Prof Young said while upcoming events such as the Twelfth of July and Pride parades were coming up, the risk of transmission outside remains low.

'We don't have enough people'

The current Covid wave has been causing high levels of staff absence within the health care profession.

Dr Alan Stout, the chair of the GP committee of the British Medical Association, said there were "an awful lot of practices that are currently very compromised, not only with GPs being off, but actually, even worse, by a whole range of staff being off and at the moment trying to operate with 50% or less of their normal staff simply because they are off isolating".

He added: "We cannot balance the numbers at the moment, we don't have enough people in practice, we don't have enough staff answering the phones to actually meet that massive level of demand and we're very open and honest about it.

"We know that people struggle to contact and that's because of the sheer volume of demand, it's not because people aren't being seen."

Meanwhile, about 605 staff members from the Belfast Health Trust are currently off work due to Covid.

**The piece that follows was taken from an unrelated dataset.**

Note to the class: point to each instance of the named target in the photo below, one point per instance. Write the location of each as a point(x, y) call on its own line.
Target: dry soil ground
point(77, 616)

"Belfast Trust is currently experiencing an increase in the number of staff and inpatients who are testing positive with Covid," it said.

The trust added its staff number can range from between 21,000 to 22,000 at any one time.

"Staff absence due to Covid remains challenging," the trust continued.

"However, we are grateful to our hardworking and dedicated staff who, more than two years since the pandemic began, continue to go above and beyond to care for our patients and service users."

In the Republic of Ireland, the Irish government are waiting for advice from the National Immunisation Advisory Committee before deciding if additional doses or boosters would be extended to more of the population in the autumn.

The taoiseach (Irish prime minister) said the country was experiencing a "disruptive" phase of Covid-19, RTÉ News reported.

Micheál Martin said there were currently 800 people in hospital with the virus.

He said: "We're going through different phases of Covid-19, and I described it recently, we're now in a disruptive phase in the sense that Covid remains a significant disruptive influence".